Professeur de criminologie appliquée au Cnam de Paris, New York et Shanghai et auteur de l’essai Comment vivre au temps du terrorisme, Alain Bauer décrypte l’opération revendiquée par l’État Islamique sur les Champs-Élysées ce jeudi soir et son éventuel impact sur le premier tour de l’élection présidentielle.
Lyon Capitale : Vous écriviez dans L’Opinion que “l'intifada terroriste a remplacé l’hyperterrorisme des années Ben Laden”. Comment interprétez-vous l'attentat qui a eu lieu sur les Champs-Elysées hier soir ?
Alain Bauer : Aujourd'hui, l’État Islamique fait des attentats à la carte et il ne s'agissait pas d'un kamikaze. Au lieu de prévenir les attaques, les forces de sécurité, notamment celles statiques, les attirent presque magnétiquement, ce qui est donc un processus un peu à contre-emploi de ce qui avait été imaginé pour le plan Vigipirate et pour Sentinelle. Nous sommes aussi dans le sens du signe de l’État Islamique : les opérations terroristes lourdes, structurées et complexes ont été remplacées par n'importe quoi, n'importe comment, mais avec un effet médiatique considérable.

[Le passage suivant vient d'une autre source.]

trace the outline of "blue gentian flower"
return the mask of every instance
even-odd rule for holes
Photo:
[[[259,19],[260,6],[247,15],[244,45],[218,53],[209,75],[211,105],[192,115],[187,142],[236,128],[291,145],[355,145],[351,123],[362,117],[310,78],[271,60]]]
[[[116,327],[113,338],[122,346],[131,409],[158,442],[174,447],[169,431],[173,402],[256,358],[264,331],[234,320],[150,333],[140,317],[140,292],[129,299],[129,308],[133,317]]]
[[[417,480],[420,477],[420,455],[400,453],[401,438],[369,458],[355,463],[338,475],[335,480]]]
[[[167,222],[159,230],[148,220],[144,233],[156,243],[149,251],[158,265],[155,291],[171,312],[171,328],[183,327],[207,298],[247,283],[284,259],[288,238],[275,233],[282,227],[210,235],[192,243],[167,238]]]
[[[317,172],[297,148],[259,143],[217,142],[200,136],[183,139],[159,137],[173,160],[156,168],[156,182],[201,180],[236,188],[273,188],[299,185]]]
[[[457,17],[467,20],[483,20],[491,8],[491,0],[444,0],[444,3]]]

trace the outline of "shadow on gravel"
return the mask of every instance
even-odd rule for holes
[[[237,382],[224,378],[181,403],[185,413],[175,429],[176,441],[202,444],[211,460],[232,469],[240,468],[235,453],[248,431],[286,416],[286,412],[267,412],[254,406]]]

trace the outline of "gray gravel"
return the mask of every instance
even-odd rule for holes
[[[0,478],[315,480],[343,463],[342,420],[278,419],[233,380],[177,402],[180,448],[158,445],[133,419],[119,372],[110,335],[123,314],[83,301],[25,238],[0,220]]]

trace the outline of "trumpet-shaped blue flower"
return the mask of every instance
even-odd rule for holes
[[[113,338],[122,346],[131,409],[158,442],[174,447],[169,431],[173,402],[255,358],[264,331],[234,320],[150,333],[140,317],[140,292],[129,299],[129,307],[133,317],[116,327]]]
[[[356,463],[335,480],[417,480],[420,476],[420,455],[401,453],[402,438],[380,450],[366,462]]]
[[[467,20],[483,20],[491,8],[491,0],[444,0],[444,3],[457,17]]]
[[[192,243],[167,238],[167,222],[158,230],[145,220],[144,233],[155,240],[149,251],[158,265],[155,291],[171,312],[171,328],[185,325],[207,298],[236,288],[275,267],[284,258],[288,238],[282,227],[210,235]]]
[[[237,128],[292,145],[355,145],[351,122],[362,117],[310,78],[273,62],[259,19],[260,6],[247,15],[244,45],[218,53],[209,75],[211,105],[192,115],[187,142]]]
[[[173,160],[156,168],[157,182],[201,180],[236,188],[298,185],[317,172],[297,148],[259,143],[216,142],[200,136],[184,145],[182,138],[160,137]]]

Qu'il n'y ait pas de mort lorsqu'un attentat est évité ou 500 pour un attentat réussi, l'émoi médiatique est le même. Nous avons parfaitement compris l'usage qu'ils pouvaient faire de cette hypersensibilité, quels que soient la nature de l'opération, le mode opératoire et la complexité du dispositif.
L'attentat va-t-il, selon vous, avoir un effet sur les élections ?
Dans ce cas précis, les résultats du Gouvernement, tout comme la situation de tension, ne bénéficie à personne, si ce n'est éventuellement à l'abstention. Quand les résultats de l'antiterrorisme sont bons, que des opérations sont démantelées, aucun candidat ne peut en bénéficier, car personne ne défend la politique du Gouvernement. Pourtant, de plus en plus d'opérations sont démantelées, donc il y a une efficacité retrouvée des services, même si cette efficacité ne fonctionne pas à 100%. À l'inverse, lorsqu'il y a des attentats, même s'ils sont limités, mais qu'ils provoquent un émoi général, aucun candidat ne semble pouvoir en bénéficier. En tout cas, dans la configuration présente.
Vous disiez que pour les criminologues la question terroriste n'est pas essentiellement celle de la signature des moyens, mais surtout un problème de ciblage. Qu'est-ce que cela veut dire ?
Tout le monde essaye de décrypter l’État Islamique et son fonctionnement. Le problème, c'est quel est son objectif et dans quelle configuration nous devons sortir de la théologie, à la fois de l'interprétation des actes et de la réalité des opérations. Il faut arrêter le prêt-à-porter sur ces questions et faire du sur-mesure pour permettre enfin de comprendre la nature profonde de l’État Islamique, qui est d'abord une organisation criminelle. Le sur-mesure ne se fait pas en l'air, mais à partir d'éléments précis, ciblés, et en général relativement peu publics. L’État Islamique territorialisé va disparaître, mais le cycle enclenché est un cycle toujours très long et il va simplement changer de nature. La spécificité de l’État Islamique est de tout s'autoriser, à la fois d'organiser de petites opérations avec un seul tireur, mais aussi des opérations lourdes et structurées.